Monday 26 July 2010

First Movement: Awakening of pleasant feelings upon arriving in the country

Back at my parents' house in Leicestershire. I seem to have reached a point where I'm having to look seriously at my life. I won't go into details, but after a couple years now of questioning and confusion I realise I'm going to have to work on myself before I can reach out to someone else.

Hmmf. Its okay, really. In fact its good, because to look at myself, I must also look after myself, I need to connect with others, to work on my health, to undertake healthy pursuits, take rest; to practice being 'happy', which is really more tricky than it sounds, but profoundly necessary. So yeah, if the tone of this here blog becomes a bit more circumspect and less 'jaunty', its only because the emotional depths of its author are being sounded for perhaps the first time.
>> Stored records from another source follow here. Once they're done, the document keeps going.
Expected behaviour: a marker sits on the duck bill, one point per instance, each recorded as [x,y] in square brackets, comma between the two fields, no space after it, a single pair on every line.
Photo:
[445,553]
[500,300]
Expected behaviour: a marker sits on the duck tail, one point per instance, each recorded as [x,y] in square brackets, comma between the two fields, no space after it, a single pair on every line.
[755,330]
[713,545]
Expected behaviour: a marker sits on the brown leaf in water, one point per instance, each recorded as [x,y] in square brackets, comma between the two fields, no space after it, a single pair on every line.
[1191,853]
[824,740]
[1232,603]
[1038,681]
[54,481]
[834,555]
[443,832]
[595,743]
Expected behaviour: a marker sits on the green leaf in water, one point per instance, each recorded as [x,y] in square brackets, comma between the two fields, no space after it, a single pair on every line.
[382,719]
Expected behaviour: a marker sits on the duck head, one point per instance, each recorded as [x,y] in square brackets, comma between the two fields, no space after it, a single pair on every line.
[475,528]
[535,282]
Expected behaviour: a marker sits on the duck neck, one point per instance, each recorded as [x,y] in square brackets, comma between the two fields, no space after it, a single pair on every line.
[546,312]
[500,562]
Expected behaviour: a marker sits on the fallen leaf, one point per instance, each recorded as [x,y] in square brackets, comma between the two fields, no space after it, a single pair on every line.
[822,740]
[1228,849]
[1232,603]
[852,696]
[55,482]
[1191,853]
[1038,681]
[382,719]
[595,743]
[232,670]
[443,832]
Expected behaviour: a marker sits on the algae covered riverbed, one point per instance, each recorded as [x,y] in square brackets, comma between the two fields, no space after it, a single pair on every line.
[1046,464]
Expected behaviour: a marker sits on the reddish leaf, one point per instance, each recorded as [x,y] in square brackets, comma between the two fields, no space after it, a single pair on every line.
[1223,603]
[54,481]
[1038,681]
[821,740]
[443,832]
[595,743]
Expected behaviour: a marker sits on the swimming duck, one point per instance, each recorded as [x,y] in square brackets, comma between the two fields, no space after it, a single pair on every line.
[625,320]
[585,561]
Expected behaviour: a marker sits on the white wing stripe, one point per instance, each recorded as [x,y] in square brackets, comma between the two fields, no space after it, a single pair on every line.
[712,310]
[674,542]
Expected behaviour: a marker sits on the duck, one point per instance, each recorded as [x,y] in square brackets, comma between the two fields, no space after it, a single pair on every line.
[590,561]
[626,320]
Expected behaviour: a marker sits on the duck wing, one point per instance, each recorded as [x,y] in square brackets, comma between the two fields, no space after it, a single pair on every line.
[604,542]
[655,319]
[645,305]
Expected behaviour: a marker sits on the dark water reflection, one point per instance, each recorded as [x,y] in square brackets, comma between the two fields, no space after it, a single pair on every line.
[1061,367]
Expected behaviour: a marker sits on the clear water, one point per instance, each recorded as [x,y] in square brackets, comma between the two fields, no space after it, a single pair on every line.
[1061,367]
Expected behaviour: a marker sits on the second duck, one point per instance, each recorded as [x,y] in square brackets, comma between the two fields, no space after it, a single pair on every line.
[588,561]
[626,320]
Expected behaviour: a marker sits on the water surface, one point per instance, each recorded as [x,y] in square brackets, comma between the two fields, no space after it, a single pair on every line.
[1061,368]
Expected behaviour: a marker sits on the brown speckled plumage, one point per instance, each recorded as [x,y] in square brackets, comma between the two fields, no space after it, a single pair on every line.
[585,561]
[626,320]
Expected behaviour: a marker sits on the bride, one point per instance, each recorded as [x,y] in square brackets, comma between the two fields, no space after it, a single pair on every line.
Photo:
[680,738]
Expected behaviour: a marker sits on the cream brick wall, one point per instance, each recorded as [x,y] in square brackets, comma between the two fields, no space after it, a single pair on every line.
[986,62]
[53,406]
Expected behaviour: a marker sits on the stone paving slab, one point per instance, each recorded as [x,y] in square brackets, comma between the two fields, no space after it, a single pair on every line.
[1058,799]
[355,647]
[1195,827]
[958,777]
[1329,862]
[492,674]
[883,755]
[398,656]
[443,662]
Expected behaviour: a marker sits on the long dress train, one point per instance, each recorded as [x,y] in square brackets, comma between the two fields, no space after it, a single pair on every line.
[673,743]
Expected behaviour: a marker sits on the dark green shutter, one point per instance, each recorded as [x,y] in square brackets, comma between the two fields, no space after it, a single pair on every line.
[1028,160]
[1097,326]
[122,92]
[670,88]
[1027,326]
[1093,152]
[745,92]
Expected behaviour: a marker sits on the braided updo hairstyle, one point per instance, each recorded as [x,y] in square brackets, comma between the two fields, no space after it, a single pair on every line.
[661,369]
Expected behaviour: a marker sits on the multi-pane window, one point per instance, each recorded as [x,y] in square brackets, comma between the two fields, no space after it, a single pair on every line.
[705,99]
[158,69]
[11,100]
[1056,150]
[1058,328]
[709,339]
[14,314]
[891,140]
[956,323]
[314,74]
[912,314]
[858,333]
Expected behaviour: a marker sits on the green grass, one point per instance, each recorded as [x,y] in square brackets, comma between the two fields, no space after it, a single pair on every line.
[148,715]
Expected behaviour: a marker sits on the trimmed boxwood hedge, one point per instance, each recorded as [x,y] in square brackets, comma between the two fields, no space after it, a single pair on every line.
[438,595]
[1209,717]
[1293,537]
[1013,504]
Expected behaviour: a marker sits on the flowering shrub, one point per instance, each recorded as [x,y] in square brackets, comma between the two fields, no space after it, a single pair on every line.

Walking yesterday across fields along the footpath that leads from my house to the village churchyard, a route I've taken innumerable times from back since I was at primary school and used it as a shortcut home. Memory-saturated. The village itself is small enough that I pretty much know all of it, from the time I did a paper round and was made to lug enormous bags of Leicester Mercurys for the local newsagent, for which I got the princely sum of £4 a month and all the Yorkie bars I could eat. Obviously, every time I come back something has changed, new houses appearing where there used to be green space, posher cars in driveways, new faces behind the co-op counter. And I notice things differently, too. Like how silent the place is in the evenings, as residents vacuum seal themselves inside double-glazed bungalows. And how small the place is. I'm different, too.

The Geographer Doreen Massey writes of places not just as 'meaningful spaces', but as collected assemblages of trajectories, of the lives of their inhabitants as they interact with the wider world. Returning home, then, especially after a long time away, is always unsettling; the familiar is rendered poignant by the presence of the new, forcing one to measure the progress of our own lives in the changes.

Anyway, in terms of changing landscapes, my own is about to open up a bit more: I've got my mum to insure me to use her car. My first solo drive is therefore imminent. Wish me luck.